Do These HIIT Exercises And Totally Shrink Belly Fat

Scientific research shows that doing high-intensity interval training exercises for just 5 to 10 minutes gives you similar or even greater weight loss and health benefits as doing five times the same amount of regular exercises.

HIIT is one of the most effective forms of exercises that can help you lose weight fast. HIIT helps you reduce carbs stored in your muscles, boosts metabolism and the production of fat-burning hormones.

So, how exactly do you perform HIIT sessions?

You can do it by running outside, running in a stationary location indoors, or on a cardio machine such as a treadmill, rower, or bike if you have access or can afford one.

Split the exercises into 4 sessions and follow this simple protocol:

. 1st session: Do ten 20 second sprints and rest for 40 seconds

. 2nd session: Do fifteen sprints of 15 seconds each and rest for 30 seconds

. 3rd session: Do seven sprints of 30 seconds then rest for 60 seconds

. 4th session: Do twenty sprints of 10 seconds each then rest for 20 seconds

You don’t need to go overboard with these exercises. You can do the exercises 3 to 4 times each week. However, it’s important to give these exercises 100% effort and intensity to achieve the expected results.

How HIIT Exercises work

First off, understand that high intensity exercises differ from basic intervals. In HIIT, you need to put in maximum effort to benefit from the training and not only an increase in your heart rate. Push yourself to the limit and give time for the body to recover. Doing this helps you burn a lot of fat in shorter time.

How Often One Should Perform HIIT

HIIT is one exercise a lot of people brag about, but there is a downside when you do it every day. That downside is an injury. You need to give your muscle tissue more time to fix itself after such strenuous exercise. Remember that the high intensity increases the possibility of the body experiencing wear and tear.

However, performing HIIT at least 2-3 days every week is something to brag about and is ideal. But make sure you rest for at least 24 hours between each session to recover fully.

Safety Tips for Individuals Performing HIIT Exercises

HIIT is ideal and beneficial to everyone, but you must be able to exercise for at least 20 minutes before thinking of doing HIIT. This workout is physically demanding and requires that you work slowly to develop your cardio fitness.

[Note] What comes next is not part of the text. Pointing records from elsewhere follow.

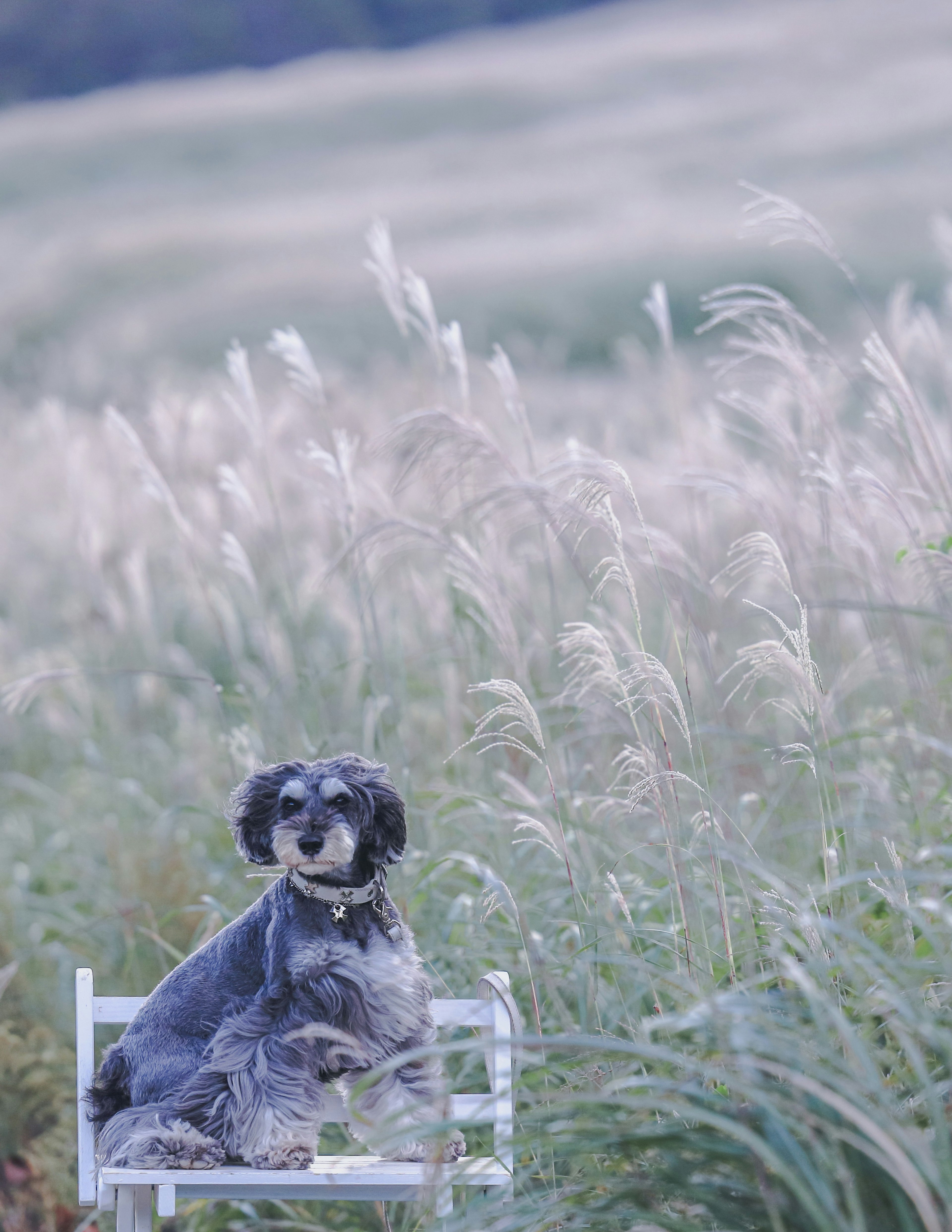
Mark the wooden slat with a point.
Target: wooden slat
(461, 1013)
(446, 1012)
(86, 1066)
(115, 1009)
(329, 1177)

Individuals who have been inactive for long or lead a sedentary lifestyle can seek a doctor’s advice before engaging in any rigorous exercise as such. They can also start off but slowly to improve physical fitness.

Easy Body Weight Exercises To Lose Weight Without Getting Bulky

There is a lot of misconception about training with weights (be it free weights, or body weight). This type of exercise has earned a reputation for being “only for bodybuilders” and many people have the misguided idea that weight training will make them bulky.

Well, let’s dispel a few of those myths right here and now:

Working with body weight will not make you bulky, because your body carries its own weight around all day, every day…

There are huge advantages to working with weight, some are:

. Increases bone density, prevents Osteoporosis (where the bones become porous and brittle, leading to the increased chances of fractures, which then take longer to heal)

. Increases general muscle strength, which helps support the skeleton and puts less strain on the ligaments

. Improved core strength, which reduces the incidence of back injuries or back pain

. Increases the size and efficiency of the muscles, which increases the metabolic rate and aids fat loss

. As with all exercise, encourages the release of the feel-good hormone, called endorphins, reducing stress and anxiety and promoting a general sense of wellbeing.

So, what do we mean when we refer to body weight exercises?

The short version is that you will use your body’s own weight to exercise – so you can do these exercises in your own home; no need to go the gym. You can use only your own body, or you can get a few basic pieces of equipment to help you, such as a TheraBand, a Pilates ring, a gym ball, or a BOSU trainer.

Of course, you can also simply use your stairs and your own body weight if you’re unable to get the equipment.

Let’s look at some examples of exercises that can be done without any equipment:

Squats

Excellent for tightening up the glutes, quads, hamstrings and great for strengthening the ligaments and tendons in the knees. Squats also work the calves, to a lesser degree. It’s very important that you adopt the right stance when doing squats, so as not to cause injuries:

Stand with your feet shoulder-width apart, putting your arms out in front to help you balance. Now slowly, “sit” down into a squat, keeping the back straight. Stick your butt out slightly to keep the spine extended. Go down as far as you can, while still only using your legs and glutes, then rise up slowly to standing position.

Your ultimate aim, is to sit right down (on the air) so that your knees are at a 90 degree angle – you may find initially you don’t have the strength; but practice makes perfect. Aim at doing three sets of at least twenty reps. Closely related to squats, are lunges. This works all the components of the quads, as well as the calves, hamstrings and glutes.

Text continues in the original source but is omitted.